社説

企業がん検診/雇用延長で高まる必要性

 がん検診に職場挙げて取り組もう。そうした機運が企業で高まってきている。
 企業が4月から、希望者全員を60歳以降も継続雇用するよう義務付けた法改正が要因の一つ。高齢社員の健康を守り、膨らむ医療費の抑制につながるとの期待もうかがえる。
 厚生労働省が2009年に始めた職域検診推進事業「がん検診 企業アクション」への理解が広がっている側面もある。
 がんは日本人の2人に1人が罹患(りかん)し、3人に1人が命を落とす「国民病」。年間約75万人(推計)がかかり、約36万人が亡くなっている。
 がん検診の受診率の低さが「がん大国」の背景にある。
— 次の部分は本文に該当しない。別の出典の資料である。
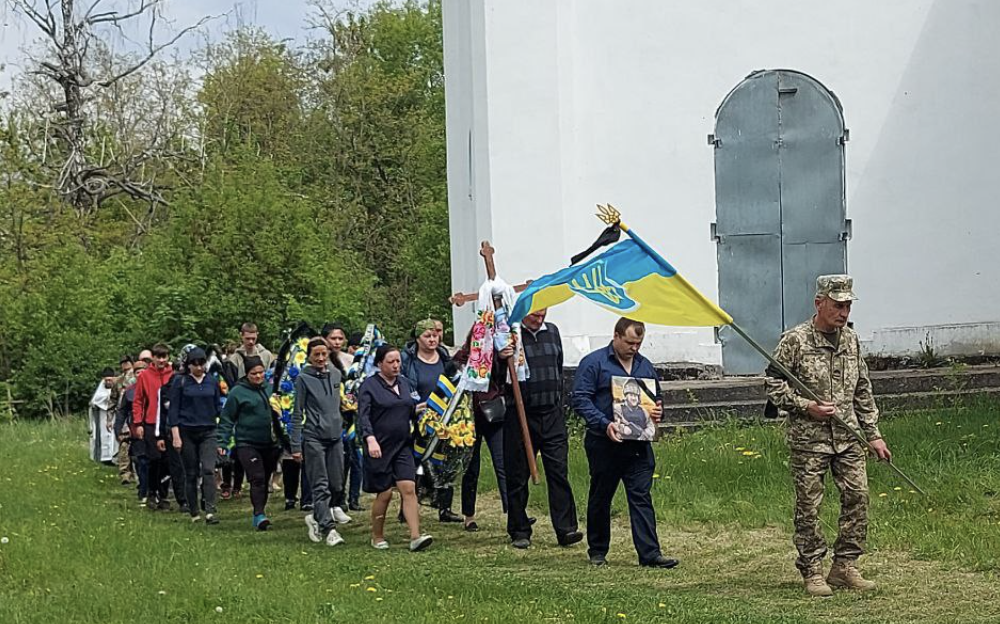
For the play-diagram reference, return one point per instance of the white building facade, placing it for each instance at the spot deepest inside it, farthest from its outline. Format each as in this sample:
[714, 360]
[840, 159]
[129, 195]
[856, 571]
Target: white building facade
[556, 106]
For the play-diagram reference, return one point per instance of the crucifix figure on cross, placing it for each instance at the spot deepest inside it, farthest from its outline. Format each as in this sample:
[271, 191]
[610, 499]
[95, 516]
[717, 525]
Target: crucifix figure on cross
[459, 299]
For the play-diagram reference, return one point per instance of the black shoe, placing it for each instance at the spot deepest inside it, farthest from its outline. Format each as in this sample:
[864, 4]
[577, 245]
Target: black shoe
[569, 539]
[661, 562]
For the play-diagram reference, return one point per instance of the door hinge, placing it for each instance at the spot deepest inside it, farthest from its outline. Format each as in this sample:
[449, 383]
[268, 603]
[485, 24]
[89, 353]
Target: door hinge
[848, 232]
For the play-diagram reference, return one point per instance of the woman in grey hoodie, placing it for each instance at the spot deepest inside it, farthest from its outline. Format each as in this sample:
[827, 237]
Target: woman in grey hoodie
[315, 433]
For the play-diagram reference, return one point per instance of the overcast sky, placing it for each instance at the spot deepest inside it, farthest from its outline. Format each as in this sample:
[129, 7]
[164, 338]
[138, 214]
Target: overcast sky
[282, 18]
受診率は欧米に比べて大きく見劣りし、発症の部位によって異なるものの、その率はいずれも2〜3割にとどまる。
 治療方法の研究開発、医療技術の向上などで、がんは早く見つけ治療を行えば、かなりの率で治るまでになっている。
 もとより、がんを遠ざける生活習慣の改善が基本だが、仮に侵されても完治を望める早期発見との二段構えの取り組みが重要となる。
 最後のとりで、早期発見は定期的に検診を受けてこそだ。早期のうちに見つけられる期間は1〜2年とされる。発見できるレベルのがんが治療の難しくなる段階に進行するまで、それほど余裕はないわけだ。
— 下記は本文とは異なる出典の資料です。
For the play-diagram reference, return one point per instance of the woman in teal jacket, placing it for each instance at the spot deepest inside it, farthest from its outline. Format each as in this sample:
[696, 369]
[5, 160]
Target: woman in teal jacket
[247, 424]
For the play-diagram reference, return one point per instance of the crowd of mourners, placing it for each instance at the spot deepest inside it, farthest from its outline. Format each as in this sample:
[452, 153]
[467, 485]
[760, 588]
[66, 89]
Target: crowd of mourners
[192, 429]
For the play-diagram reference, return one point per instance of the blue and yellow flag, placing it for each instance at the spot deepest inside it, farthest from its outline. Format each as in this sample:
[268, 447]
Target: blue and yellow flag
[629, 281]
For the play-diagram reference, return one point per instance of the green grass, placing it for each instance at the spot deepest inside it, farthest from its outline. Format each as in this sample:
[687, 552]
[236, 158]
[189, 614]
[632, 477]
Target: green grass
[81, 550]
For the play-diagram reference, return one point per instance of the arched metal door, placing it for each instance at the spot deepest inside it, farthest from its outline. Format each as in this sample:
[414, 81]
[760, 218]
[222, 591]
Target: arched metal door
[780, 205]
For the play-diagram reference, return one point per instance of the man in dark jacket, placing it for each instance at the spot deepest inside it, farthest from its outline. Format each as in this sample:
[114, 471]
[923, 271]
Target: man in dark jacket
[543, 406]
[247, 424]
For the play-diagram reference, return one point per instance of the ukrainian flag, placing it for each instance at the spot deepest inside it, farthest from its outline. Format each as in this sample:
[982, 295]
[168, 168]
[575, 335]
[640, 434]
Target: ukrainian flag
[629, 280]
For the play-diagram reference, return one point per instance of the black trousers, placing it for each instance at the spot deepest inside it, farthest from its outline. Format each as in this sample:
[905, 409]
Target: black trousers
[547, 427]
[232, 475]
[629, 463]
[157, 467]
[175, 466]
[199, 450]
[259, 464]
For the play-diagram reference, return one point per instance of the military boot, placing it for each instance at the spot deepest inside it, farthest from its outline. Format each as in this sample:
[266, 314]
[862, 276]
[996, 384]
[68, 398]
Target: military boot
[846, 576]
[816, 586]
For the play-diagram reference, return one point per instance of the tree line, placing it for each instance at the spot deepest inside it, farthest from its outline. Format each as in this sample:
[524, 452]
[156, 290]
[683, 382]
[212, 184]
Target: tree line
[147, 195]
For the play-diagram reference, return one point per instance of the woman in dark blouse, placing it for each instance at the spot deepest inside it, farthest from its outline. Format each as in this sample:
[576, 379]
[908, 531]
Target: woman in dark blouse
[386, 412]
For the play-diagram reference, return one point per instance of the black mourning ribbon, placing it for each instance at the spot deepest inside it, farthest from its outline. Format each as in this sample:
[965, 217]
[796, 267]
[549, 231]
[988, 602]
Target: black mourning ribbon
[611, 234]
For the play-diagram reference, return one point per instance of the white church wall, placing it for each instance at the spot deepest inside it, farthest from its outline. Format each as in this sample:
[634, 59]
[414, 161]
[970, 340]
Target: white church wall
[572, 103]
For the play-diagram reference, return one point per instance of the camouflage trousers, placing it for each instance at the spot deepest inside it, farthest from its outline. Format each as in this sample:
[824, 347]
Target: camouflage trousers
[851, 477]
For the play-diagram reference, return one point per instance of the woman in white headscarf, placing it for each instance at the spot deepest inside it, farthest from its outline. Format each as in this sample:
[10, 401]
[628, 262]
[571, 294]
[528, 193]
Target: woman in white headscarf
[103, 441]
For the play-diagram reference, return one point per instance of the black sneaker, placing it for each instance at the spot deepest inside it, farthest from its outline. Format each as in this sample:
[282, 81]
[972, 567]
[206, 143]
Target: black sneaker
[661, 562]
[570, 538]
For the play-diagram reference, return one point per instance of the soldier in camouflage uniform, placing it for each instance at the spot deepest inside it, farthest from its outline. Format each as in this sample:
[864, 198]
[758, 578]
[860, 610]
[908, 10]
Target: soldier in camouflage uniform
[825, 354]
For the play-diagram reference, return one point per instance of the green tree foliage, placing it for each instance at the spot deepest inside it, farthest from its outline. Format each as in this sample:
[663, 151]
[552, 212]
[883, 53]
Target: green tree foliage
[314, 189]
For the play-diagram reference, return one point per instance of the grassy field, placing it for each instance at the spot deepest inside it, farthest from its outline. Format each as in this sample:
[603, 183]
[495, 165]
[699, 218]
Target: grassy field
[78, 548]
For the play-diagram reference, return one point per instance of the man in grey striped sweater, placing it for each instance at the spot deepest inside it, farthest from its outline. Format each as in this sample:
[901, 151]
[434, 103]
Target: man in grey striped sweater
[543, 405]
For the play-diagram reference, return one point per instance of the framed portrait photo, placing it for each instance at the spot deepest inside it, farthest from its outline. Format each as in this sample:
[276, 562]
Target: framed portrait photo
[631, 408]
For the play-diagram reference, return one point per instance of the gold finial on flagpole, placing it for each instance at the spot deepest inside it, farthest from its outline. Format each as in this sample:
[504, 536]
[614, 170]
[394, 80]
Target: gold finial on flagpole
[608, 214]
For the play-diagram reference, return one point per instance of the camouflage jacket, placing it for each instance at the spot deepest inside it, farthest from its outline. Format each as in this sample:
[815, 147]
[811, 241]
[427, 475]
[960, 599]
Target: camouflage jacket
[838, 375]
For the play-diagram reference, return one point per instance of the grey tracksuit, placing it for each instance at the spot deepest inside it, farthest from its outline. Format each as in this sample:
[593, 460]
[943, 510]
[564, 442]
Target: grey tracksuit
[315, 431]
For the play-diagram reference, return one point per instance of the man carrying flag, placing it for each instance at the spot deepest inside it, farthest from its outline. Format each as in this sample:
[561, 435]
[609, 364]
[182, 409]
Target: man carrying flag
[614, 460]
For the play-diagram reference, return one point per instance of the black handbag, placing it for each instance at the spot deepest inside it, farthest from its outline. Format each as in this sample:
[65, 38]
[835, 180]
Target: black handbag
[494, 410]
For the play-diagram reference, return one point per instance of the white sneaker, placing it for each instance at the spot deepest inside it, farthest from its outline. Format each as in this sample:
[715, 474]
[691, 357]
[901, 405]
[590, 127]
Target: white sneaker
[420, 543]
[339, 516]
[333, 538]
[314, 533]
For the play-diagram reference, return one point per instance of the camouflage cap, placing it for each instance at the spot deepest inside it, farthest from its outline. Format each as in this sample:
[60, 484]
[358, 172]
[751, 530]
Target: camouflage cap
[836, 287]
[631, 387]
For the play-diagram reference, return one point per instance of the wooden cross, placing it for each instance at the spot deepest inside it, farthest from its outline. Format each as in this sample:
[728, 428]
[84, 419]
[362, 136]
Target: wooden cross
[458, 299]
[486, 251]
 がんの発症は年齢とともに上昇し、中高年のリスクは高い。特に、50代後半からの伸びは著しく、60代前半の男性の場合、人口10万人当たりの患者は1000人を超える。
 年金受給年齢の引き上げを背景にした改正高年齢者雇用安定法の施行で、企業は高年齢層の社員を抱え込むことになる。
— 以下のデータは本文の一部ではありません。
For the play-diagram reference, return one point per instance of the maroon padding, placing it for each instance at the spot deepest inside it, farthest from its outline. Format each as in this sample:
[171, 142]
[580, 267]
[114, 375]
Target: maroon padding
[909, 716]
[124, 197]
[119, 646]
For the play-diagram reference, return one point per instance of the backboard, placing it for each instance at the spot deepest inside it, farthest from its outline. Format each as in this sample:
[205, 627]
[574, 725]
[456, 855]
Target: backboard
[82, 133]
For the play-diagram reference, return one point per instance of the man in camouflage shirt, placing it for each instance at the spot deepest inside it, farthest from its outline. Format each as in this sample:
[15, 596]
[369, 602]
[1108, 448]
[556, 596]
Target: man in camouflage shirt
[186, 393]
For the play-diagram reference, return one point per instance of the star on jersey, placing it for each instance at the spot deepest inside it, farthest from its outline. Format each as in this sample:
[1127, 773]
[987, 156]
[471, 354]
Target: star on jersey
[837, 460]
 必然的に在職者ががんになる可能性は高まり、医療費がかさむ懸念も強まる。社員の健康維持を図りつつ健康保険財政の悪化を防ぐ手段として、検診に注目が集まる流れにある。
 健康チェックの行き届いた企業の1人当たり医療費は健保組合連合会の平均と比べ各年代で低く、死亡率も同様という。
 すべての要因を検診に結び付けるわけにはいくまいが、十分にうなずける。定期的ながん検診などで体の異常を早めに知り、早期の段階での治療につながるはずだからだ。
 がん治療に関わる医療費は年間2兆8572億円(2008年度国民医療費)。高齢社会の進行で医療費の増加は避けられず、それだけに治療費が高額となるがんの対策は急務だ。
 当初、全国で62社にとどまった企業アクションへの登録は現在984社。数は着実に増え、機運も高まっているが、さらなる浸透を図りたい。
 この際、リスクの高まる年齢層について、がん検診を法定の定期健康診断の検査項目に加えることも検討すべきだろう。
 厚労省は改正がん対策推進基本計画で受診率50%を個別目標に掲げる。雇用の継続を検診促進の弾みにしない手はない。